MECOWIO é um projeto concebido para investigar a conectividade multi-ecossistema no Canal de Moçambique, integrando física oceânica, biogeoquímica e ecologia de predadores de topo. O foco principal é compreender como fatores combinados — como o escoamento do rio Zambeze, a dinâmica de redemoinhos e dipolos, e eventos extremos (ondas de calor marinhas e ciclones tropicais) — influenciam a resiliência de espécies icónicas e os serviços ecossistémicos em quatro Áreas Marinhas Protegidas (Mnazi-Ruvuma, Quirimbas, Bazaruto e iSimangaliso).

Moçambique e a região do Oceano Índico Ocidental enfrentam lacunas críticas de conhecimento sobre o papel do Zambeze na produtividade oceânica e na conectividade ecológica. O MECOWIO surge como resposta a esta necessidade, propondo campanhas de amostragem física e biogeoquímica, modelação numérica com CROCO-PISCES e rastreamento de predadores marinhos, para validar hipóteses sobre fluxos de nutrientes, transporte de partículas e vulnerabilidade dos ecossistemas costeiros.

O projeto será implementado em colaboração entre a Universidade Eduardo Mondlane e parceiros regionais e internacionais, com atividades que incluem a criação de um laboratório de biogeoquímica marinha, participação em cruzeiros oceanográficos e uso de tecnologias de observação costeira de baixo custo.
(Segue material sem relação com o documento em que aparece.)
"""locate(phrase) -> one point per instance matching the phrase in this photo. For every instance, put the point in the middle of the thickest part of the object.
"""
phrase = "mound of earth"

Além da componente científica, o MECOWIO terá impacto direto na gestão de recursos e conservação marinha, fornecendo evidências para políticas de sustentabilidade, fortalecendo capacidades institucionais e promovendo cooperação transfronteiriça. Alinha-se com estratégias regionais de economia azul e conservação, posicionando Moçambique como líder na investigação aplicada ao desenvolvimento sustentável das zonas costeiras.

📦 WP 1 – Contribuição do Rio Zambeze

  • Realizar amostragens mensais de água no delta do R. Zambeze e Sofala Bank.

  • Medir fluxos de nutrientes, elementos traço e carbono.

  • Monitorar plâncton e conectividade até predadores de topo.

  • Instalar e operacionalizar um laboratório de biogeoquímica marinha.

  • Analisar amostras de cruzeiros oceanográficos para compor séries.

 

📦 WP 2 – Papel dos Vortices e Dipolos

  • Usar resultados do WP1 e simulações CROCO-PISCES para identificar fontes de nutrientes.

  • Quantificar transporte costeiro norte-sul ao longo da costa moçambicana.

  • Avaliar transporte de nutrientes da costa para as ilhas dispersas (Bassas da Índia, Europa).

  • Aplicar ferramentas de rastreamento lagrangiano (Ichthyop, Pyticle) para partículas e plâncton.

  • Validar modelos com observações in situ (Argo floats, COLaB, boias de deriva).

 

📦 WP 3 – Vulnerabilidades a Eventos Extremos

  • Avaliar impactos de ondas de calor marinhas e ciclones tropicais em recifes, mangais e pescarias.

  • Monitorar alterações na distribuição de espécies e produtividade pesqueira.

  • Conduzir estudos de curto, médio e longo prazo sobre recuperação pós-eventos.

  • Integrar dados de campo e modelação para prever riscos futuros.

 

📦 WP 4 – Impacto em Espécies Icónicas

  • Investigar efeitos da física e química oceânica em tubarões-baleia, raias manta, corais e tartarugas.

  • Realizar rastreamento por satélite de predadores marinhos.

  • Relacionar abundância de presas com padrões de circulação e nutrientes.

  • Avaliar implicações para conservação e gestão de Áreas Marinhas Protegidas.